Drupal development team has released important security updates for its widely used open-source content management software that addresses some critical vulnerabilities in its core system.
Drupal-powered websites are usually a favorite target for hackers and so the web administrators are highly recommended to install the latest release Drupal 7.69, 8.7.11, or 8.8.1 to prevent remote hackers from compromising web servers.
There are three “moderately critical” and a critical vulnerability present in Drupal.
Critical Symlinks Vulnerability in Drupal
The only advisory with critical severity includes patches for multiple vulnerabilities in a third-party library, called ‘Archive_Tar,’ that Drupal Core uses for creating, listing, extracting and adding files to tar archives.
The vulnerability resides in the way the affected library untar archives with symlinks, which when exploited, could permit an attacker to overwrite sensitive files on a targeted server by uploading a maliciously crafted tar file.
As a result of this the flaw affects only Drupal websites that are configured to process .tar, .tar.gz, .bz2, or .tlz files uploaded by untrusted users.
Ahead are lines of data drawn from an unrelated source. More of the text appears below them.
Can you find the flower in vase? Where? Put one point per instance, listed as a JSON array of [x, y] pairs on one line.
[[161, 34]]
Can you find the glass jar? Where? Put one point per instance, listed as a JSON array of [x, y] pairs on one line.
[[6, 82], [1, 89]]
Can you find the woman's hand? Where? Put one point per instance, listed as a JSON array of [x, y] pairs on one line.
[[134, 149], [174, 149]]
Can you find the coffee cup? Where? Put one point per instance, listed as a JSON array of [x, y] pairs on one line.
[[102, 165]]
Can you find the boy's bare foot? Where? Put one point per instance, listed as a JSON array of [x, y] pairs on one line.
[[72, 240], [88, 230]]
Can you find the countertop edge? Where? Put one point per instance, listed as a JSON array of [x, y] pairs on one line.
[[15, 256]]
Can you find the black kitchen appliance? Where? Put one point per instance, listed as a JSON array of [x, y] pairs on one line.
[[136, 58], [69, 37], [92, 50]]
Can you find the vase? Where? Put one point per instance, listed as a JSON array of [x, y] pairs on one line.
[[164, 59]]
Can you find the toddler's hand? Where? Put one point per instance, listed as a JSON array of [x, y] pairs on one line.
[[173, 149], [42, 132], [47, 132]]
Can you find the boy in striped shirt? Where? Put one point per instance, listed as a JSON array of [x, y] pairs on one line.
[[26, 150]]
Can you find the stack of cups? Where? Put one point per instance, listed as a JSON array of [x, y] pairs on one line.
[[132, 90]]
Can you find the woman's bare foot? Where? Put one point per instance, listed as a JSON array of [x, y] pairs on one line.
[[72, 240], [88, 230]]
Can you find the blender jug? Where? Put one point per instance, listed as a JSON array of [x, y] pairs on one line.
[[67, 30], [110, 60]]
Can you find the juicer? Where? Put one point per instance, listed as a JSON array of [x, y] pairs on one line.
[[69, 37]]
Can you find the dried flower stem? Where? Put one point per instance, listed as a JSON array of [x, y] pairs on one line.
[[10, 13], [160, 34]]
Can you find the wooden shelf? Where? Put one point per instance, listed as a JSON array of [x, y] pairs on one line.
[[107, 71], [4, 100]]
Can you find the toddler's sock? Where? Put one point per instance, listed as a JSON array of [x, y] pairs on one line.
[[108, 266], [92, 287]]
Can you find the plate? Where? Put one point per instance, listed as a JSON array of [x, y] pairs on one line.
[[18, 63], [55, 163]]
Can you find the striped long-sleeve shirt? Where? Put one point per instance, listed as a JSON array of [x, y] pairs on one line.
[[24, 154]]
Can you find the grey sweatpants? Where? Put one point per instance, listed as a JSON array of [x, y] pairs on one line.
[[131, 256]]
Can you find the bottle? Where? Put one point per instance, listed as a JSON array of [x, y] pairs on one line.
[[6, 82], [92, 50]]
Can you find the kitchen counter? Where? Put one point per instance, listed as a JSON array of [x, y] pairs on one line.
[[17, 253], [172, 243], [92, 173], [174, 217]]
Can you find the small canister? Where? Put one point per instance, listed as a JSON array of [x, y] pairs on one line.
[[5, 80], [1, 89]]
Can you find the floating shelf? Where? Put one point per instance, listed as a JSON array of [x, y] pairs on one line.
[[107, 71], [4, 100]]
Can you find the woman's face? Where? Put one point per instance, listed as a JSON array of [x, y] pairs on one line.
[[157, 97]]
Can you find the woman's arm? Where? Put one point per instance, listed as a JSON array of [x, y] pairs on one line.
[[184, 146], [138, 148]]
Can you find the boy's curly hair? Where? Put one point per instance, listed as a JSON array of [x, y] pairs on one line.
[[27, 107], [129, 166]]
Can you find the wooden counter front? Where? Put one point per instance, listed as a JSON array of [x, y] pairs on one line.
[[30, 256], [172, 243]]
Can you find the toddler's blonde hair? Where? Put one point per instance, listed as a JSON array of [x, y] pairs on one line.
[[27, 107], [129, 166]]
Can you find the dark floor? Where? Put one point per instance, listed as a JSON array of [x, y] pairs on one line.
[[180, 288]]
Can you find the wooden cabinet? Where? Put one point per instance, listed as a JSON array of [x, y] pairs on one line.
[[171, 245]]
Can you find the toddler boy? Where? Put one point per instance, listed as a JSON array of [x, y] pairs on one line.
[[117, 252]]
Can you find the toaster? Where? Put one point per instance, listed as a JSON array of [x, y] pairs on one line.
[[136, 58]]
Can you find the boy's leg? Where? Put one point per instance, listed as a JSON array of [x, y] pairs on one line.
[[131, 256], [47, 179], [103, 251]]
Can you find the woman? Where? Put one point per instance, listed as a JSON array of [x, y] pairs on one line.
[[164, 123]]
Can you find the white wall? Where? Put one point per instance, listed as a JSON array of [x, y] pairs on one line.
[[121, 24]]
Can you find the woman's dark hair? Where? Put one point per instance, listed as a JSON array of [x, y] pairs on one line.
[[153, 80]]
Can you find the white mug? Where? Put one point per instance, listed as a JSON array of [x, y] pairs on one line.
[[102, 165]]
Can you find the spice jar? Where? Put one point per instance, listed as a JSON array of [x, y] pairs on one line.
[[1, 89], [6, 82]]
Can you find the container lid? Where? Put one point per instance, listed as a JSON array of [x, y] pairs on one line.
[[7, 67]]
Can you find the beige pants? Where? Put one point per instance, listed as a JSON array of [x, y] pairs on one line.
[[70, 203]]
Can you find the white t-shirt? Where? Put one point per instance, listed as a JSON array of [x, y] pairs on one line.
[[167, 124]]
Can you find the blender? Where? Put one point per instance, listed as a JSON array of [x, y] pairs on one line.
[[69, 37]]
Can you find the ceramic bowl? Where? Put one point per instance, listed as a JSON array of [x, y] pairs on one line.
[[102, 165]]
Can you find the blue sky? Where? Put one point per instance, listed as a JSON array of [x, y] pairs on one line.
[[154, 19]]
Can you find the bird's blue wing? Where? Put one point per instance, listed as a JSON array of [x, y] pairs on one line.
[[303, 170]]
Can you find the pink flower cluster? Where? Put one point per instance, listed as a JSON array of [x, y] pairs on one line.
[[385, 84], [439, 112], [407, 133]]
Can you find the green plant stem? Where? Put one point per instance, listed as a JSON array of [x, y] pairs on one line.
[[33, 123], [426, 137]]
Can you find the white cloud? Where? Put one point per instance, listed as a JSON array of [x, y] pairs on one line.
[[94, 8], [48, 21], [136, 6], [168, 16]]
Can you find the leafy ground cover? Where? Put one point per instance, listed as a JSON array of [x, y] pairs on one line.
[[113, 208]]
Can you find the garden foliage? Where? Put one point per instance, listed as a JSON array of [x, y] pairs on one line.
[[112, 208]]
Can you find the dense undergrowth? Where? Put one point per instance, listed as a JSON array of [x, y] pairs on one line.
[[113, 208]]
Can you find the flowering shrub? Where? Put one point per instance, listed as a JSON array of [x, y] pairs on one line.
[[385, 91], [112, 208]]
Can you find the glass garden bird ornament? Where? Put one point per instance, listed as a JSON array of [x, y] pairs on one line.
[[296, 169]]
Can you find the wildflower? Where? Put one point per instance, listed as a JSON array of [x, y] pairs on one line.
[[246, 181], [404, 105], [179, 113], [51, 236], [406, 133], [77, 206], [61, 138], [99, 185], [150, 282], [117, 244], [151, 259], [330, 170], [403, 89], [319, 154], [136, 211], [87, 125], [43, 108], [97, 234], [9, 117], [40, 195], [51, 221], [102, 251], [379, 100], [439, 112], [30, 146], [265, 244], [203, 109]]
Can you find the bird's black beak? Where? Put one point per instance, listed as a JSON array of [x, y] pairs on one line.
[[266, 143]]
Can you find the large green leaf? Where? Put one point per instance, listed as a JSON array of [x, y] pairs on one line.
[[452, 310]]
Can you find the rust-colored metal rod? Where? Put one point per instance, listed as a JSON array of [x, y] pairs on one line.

The Drupal developers stated that a proof-of-concept exploit for this vulnerability already exists and that it is possible to see hackers actively exploiting this flaw in the wild to target Drupal websites.
Moderately Critical Drupal Vulnerabilities
Three “moderately critical” vulnerabilities in the Core software were also patched by the developers. They are
Denial of Service (DoS): The install.php file used by Drupal 8 Core has a flaw which could be exploited by a remote, unauthenticated attacker to impair the availability of a targeted website by corrupting its cached data.
Security Restriction Bypass: The file upload function in Drupal 8 does not strip leading and trailing dot (‘.’) from filenames, which can be used by an attacker with file upload ability to overwrite arbitrary system files, such as .htaccess to bypass security protections.
Unauthorized Access: This vulnerability is found in Drupal’s default Media Library module when it doesn’t correctly restrict access to media items in certain configurations. So, it allows a low-privileged user to gain unauthorized access to sensitive information.
The developers said that the affected web admins can mitigate the access media bypass vulnerability by unchecking the “Enable advanced UI” checkbox on /admin/config/media/media-library, though this mitigation is not available in 8.7.x.
These “moderately critical” vulnerabilities have been patched with the release of Drupal versions 8.7.11 and 8.8.1, but no proof-of-concept for these flaws were made available.
As the critical Drupal vulnerability has a proof-of-concept, those users running vulnerable versions of Drupal are highly recommended to update their CMS to the latest Drupal core release at the earliest.